If Claude chose an unofficial reference source, as happened with its 8th reply, it listed the categories and their definitions. However, in that 8th reply, only 12 of the names and IDs were correct, plus there were 5 extra categories. Only 2 of the categories had correct definitions.
Copilot
Copilot succeeded at producing the accurate list in its 6th reply once I’d uploaded the CSF 2.0 PDF to it.
Its 1st reply, which was generated in “Quick response” mode, included 21 correct names and IDs, but all definitions were wrong.
Its 2nd and 4th replies, generated in “Think deeper” mode, were less accurate than the first reply, with 18 and 19 correct names and IDs, respectively. The 2nd reply had longer, incorrect definitions, and the 4th reply had quoted, incorrect definitions that it said it copied from the CSF 2.0 standard.
Gemini
Gemini gave up in its 12th reply, directing me to “…consult the official NIST website directly for the NIST Cybersecurity Framework 2.0. The most reliable source will be the publication itself.”
In its first reply, it got 20 of the 22 names and IDs correct, but it also listed 4 extra categories. All 22 definitions were wrong.

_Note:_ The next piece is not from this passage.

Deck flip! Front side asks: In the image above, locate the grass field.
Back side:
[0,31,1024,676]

By its 9th reply, it was no longer providing any definitions. It had also degraded to only getting 19 names and IDs correct, with 4 extra categories still being listed.
Perplexity
Perplexity gave up in its 5th reply. Its final statement was, “For authoritative use, always consult the official NIST CSF 2.0 documentation for exact wording, structure, and the most current information.”
Its first reply had 15 names and IDs correct, 5 wrong, and 2 missing, plus 6 extras. All provided definitions were wrong.
Subsequent replies had more errors, such as stating that several categories it had correctly included in its first reply were not “standard” or “official,” and that several categories reside under multiple functions.
Next Steps
I plan on repeating this experiment every few months to see how chatbot performance changes over time. I also expect to perform other experiments with chatbots to compare their performance when authoring technical content. Future posts in this series will present the results of that work.
(Disclaimers: I’m one of the authors of CSF 2.0. No AI resources were knowingly used to write or revise this post. GenAI was used only to generate the outputs discussed in this post and reproduced in the log files.)